Mimo, że prokuratura dopiero co rozpoczęła śledztwo w sprawie tragicznej śmierci małżeństwa w jednym ze strzeleckich bloków, burmistrz Mateusz Feder wyciągnął konsekwencje z działań pracowników Miejsko-Gminnego Ośrodka Pomocy Społecznej.
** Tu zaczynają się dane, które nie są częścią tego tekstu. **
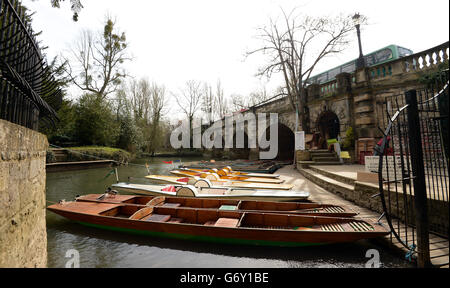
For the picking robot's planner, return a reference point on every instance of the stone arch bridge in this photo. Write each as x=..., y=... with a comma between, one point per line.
x=351, y=100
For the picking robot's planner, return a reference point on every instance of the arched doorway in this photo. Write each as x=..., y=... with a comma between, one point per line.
x=328, y=125
x=286, y=142
x=243, y=152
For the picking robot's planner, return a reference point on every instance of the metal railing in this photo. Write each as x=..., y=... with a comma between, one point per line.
x=413, y=167
x=25, y=77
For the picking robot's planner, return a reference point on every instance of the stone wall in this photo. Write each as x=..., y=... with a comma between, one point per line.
x=23, y=236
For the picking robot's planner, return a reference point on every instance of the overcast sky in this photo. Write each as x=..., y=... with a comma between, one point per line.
x=173, y=41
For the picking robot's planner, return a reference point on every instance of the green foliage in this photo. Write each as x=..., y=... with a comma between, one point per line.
x=75, y=6
x=130, y=136
x=349, y=140
x=94, y=123
x=88, y=153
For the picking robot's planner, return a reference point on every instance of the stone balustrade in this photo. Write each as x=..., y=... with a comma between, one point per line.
x=422, y=61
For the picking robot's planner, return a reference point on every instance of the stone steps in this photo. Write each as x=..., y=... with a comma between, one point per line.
x=329, y=184
x=337, y=177
x=321, y=157
x=325, y=159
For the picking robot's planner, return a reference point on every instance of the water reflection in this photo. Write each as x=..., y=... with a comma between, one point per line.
x=99, y=248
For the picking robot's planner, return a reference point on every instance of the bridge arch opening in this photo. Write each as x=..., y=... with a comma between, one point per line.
x=286, y=142
x=240, y=153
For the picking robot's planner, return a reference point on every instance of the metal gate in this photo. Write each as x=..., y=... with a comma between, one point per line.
x=413, y=167
x=25, y=78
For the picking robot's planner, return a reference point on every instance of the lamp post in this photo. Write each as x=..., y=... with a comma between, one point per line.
x=360, y=63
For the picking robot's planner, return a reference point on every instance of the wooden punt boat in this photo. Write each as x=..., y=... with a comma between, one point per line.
x=216, y=177
x=296, y=208
x=164, y=179
x=211, y=192
x=219, y=226
x=227, y=171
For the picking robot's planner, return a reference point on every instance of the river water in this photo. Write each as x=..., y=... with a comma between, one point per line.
x=99, y=248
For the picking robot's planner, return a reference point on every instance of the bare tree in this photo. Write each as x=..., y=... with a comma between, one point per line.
x=158, y=105
x=189, y=100
x=208, y=103
x=295, y=47
x=98, y=61
x=221, y=103
x=75, y=5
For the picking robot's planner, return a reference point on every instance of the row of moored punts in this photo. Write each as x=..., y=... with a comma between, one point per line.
x=219, y=205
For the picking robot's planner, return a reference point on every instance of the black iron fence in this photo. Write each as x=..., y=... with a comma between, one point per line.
x=25, y=77
x=413, y=167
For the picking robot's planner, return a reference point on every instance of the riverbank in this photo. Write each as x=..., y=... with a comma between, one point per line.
x=88, y=153
x=438, y=246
19 maja w jednym z mieszkań w bloku przy ulicy Wyzwolenia w Strzelcach Krajeńskich odnaleziono zwłoki małżeństwa. Wstępne wyniki autopsji wykazały, że 84-latek zmarł w wyniku niewydolności krążeniowo-oddechowej. Taką samą przyczynę wskazano u partnerki mężczyzny, jednak sekcja zwłok wykazała, że zmarła ona 4-5 dni później, dlatego śledczy nie wykluczają, że przyczyną śmierci kobiety mógł być głód. O całej sprawie pisaliśmy tutaj.
Wczoraj, 29 maja, odbyły się uroczystości pogrzebowe małżeństwa. Mieszkańcy Strzelec Krajeńskich mówią o niebywałej tragedii jaka spotkała ich miasto i zarzucają pracownikom MGOPS, że nie zapobiegli śmierci dwóch osób, mimo że interweniowali w tej sprawie. Jak podkreślają, byli to bardzo dobrzy ludzie.
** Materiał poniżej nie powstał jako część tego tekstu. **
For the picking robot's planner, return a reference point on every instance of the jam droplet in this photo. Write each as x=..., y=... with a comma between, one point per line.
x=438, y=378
W piątek burmistrz Strzelec Krajeńskich spotkał się z Marianem Ambrożukiem – Dyrektorem MGOPS, który przedstawił raport z 19 maja, kiedy to sąsiedzi 80-latków pierwszy raz zawiadomili ośrodek opieki społecznej o trudnej sytuacji w mieszkaniu „za ścianą”.
Jeśli się popełni błąd, to trzeba ponieść za to karę.
Mówił M. Feder w rozmowie z dziennikarzami Polsat News
Konsekwencją zaistniałych wydarzeń było udzielenie M. Ambrożukowi nagany oraz zwolnienie pracownika socjalnego, który zajmował się sprawą małżeństwa i uznał, że sytuacja nie jest nagła. MGOPS zamierza wprowadzić specjalny system cyklicznych wizyt u osób starszych, które wcześniej nie chciały pomocy, aby takie sytuacje nie zdarzały się już w przyszłości.
Mateusz Feder, burmistrz Strzelec Krajeńskich, zapowiedział, że wystosuje pismo do rządu z postulatem zmiany prawa, aby zapobiegać takim sytuacjom w całej Polsce. Sprawą zajmuje się na razie Prokuratura Rejonowa w Strzelcach Krajeńskich, która prowadzi śledztwo w sprawie narażenia na utratę życia oraz nieudzielenia pomocy.